Hopefully I have set out above some arguments as to why this comment completely misses the point. No-one is talking about complete localisation, nor doing away with the idea of competition and efficiency, or knitting MRI scanners.  Different things make sense to localise at different scales. Most settlements could do a great deal more to localise their food supply, their energy generation, how they build and care for their young and their elderly, with many benefits across the community and the local economy.

A lot more could be done across a range of areas, but expensive, highly specialised kit like MRI scanners needs national, if not international, production, as do computers, some medicines and so on.

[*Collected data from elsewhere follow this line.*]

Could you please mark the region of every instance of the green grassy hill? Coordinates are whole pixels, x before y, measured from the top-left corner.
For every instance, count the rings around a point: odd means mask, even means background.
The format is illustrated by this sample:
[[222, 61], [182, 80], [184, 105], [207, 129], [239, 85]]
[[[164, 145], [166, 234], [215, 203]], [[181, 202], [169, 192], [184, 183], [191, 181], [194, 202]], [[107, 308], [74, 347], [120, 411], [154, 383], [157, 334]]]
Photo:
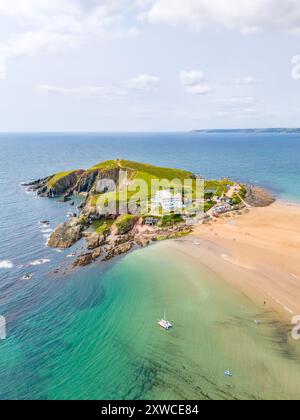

But the hospital in which they are used or installed could sit at the centre of a vibrant web of local economic activity, offering healthy food, home to a variety of enterprises, building soils, enhancing and diversifying the local economy, providing a vibrant and beautiful space for recuperation as well as a less stressful and more nourishing place to work. It’s not ‘either-or’, it’s ‘both-and’.  And it works, it’s already happening, and it has only just begun.